Carlos Lopes photo officielle

Awassa, Éthiopie, le 9 juillet 2016 (CEA) – Le Secrétaire exécutif de la Commission économique pour l’Afrique (CEA), Carlos Lopes a obtenu un doctorat honorifique en études de développement, de l’Université d’Hawassa, l’une des meilleures universités éthiopiennes. Ce diplôme lui a été remis par le Vice Premier ministre, Ato Demeke Mekonen, en reconnaissance de son leadership et de sa contribution intellectuelle sur le continent et au-delà. Étaient présents à la cérémonie, Arkebe Oqubay, le Ministre et Conseiller spécial auprès du premier ministre Haile Mariam Desalegn et l’Ambassadeur Mohamed Idriss Farah de Djibouti.

 

« C’est avec humilité que j’accepte ce Docteur Honoris Causa. Je continuerai à faire de mon mieux pour défendre cet honneur et cette confiance », dit Lopes dans son discours, lors de la cérémonie.

Des milliers d’étudiant(e)s qui recevaient également leurs diplômes de l’Université d’Hawassa, une des universités les plus cotées d’Éthiopie, ont été inspiré(e)s par le discours de M. Lopes qui parlait de l’Afrique et de son avenir.

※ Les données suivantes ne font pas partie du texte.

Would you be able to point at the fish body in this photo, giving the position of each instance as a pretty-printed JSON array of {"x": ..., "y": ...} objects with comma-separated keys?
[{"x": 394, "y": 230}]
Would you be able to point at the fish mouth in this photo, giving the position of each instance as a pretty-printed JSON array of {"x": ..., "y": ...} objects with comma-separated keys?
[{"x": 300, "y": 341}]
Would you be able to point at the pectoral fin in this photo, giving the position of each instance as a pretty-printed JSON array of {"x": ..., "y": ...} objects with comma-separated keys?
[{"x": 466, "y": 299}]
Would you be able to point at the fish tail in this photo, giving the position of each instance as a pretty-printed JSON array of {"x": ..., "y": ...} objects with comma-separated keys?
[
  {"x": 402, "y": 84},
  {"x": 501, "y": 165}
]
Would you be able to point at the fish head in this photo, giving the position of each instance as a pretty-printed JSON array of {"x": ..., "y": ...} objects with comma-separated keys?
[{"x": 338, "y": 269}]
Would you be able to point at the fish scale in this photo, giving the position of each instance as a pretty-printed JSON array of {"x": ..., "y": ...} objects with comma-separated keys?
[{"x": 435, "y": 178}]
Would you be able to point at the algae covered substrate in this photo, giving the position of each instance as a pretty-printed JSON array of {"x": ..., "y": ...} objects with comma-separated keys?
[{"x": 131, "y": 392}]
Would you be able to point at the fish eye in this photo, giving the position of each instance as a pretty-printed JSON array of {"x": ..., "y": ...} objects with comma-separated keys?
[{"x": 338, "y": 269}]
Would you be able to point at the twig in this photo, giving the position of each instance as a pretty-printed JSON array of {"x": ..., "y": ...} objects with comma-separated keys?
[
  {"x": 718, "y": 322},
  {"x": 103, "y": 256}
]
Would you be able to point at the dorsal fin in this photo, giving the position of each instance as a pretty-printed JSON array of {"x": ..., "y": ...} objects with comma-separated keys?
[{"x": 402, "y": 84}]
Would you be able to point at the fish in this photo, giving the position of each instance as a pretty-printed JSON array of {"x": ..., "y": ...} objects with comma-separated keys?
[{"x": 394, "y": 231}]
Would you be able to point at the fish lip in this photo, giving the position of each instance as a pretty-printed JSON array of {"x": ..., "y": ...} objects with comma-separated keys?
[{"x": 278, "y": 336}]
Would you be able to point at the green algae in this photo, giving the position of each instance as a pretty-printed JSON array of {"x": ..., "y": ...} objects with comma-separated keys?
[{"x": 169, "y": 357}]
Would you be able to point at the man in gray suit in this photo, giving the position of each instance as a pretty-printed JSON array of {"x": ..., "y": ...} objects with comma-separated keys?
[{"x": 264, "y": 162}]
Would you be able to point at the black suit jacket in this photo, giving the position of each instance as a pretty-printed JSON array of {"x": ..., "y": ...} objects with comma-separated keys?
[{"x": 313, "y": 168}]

« Je suis passionné de l’Afrique; ce continent a toujours suscitémon intérêt et mon étude »dit-il. Et ajoute que recevoir cet honneur en Éthiopie, un pays enraciné dans un panafricanisme profond et un symbole de la libération de l’Afrique est d’une importance.

Il a félicité les nouveaux diplômé(e)s en leur souhaitant plein succès dans leur avenir.

« Vous êtes l’avenir de l’Afrique », déclare M. Lopes. Il fait savoir également aux étudiant(e)s, alors que ces derniers, dernières partent à la conquête de nouvelles opportunités,qu’ils/elles devraient être inspiré(e)s par des personnalités de renom qui datent de l’indépendance de l’Afrique telles que Kwame Nkrumah, Patrice Lumumba et Amilcar Cabral qui en tant que jeunes adultes se sont engagés dans la politique.

« Tout est possible. Soyez intrépides, soyez courageux, soyezambitieux et agissez avec conviction », dit-il aux diplômé(e)s.

« Mon enthousiasme a été alimenté par ma conviction que la transformation structurelle inclusive est essentielle au développement durable du continent», déclare M. Lopes.

« Les tendances favorables semblent être le choix qui s’impose à l’Afrique pour réaliser la transformation économique, et ce grâce à l’industrialisation, mais il nous faut d’abord affronter et changer le récit négatif. Nous n’y parviendrons que si nous changeons notre état d’esprit ».

Il dit qu’il était grand temps que les économies africaines progressent dans la chaîne de valeur mondiale et passent de simples fournisseurs de matières premières au stade de producteurs de produits manufacturés et de fournisseurs de services pour générer des emplois, des salaires plus élevés et disposer d’une production diversifiée.

M. Lopes félicite l’Éthiopie d’être un exemple de modèle de développement audacieux dirigé par l’État avec une vision à long terme pour la transformation structurelle.

« L’Éthiopie s’est métamorphosée en 15 ans, en passant du stade d’un des pays les plus pauvres en Afrique, à celui d’un pays qui connait une croissance économique à deux chiffres, a quadruplé son Produit intérieur brut par habitant, a augmenté son espérance de vie de 12 ans, et a réduit de moitié sa pauvreté », dit-il.

« Si l’Afrique doit s’approprier son récit, il lui faut effectuer de vrais changements », dit Lopes.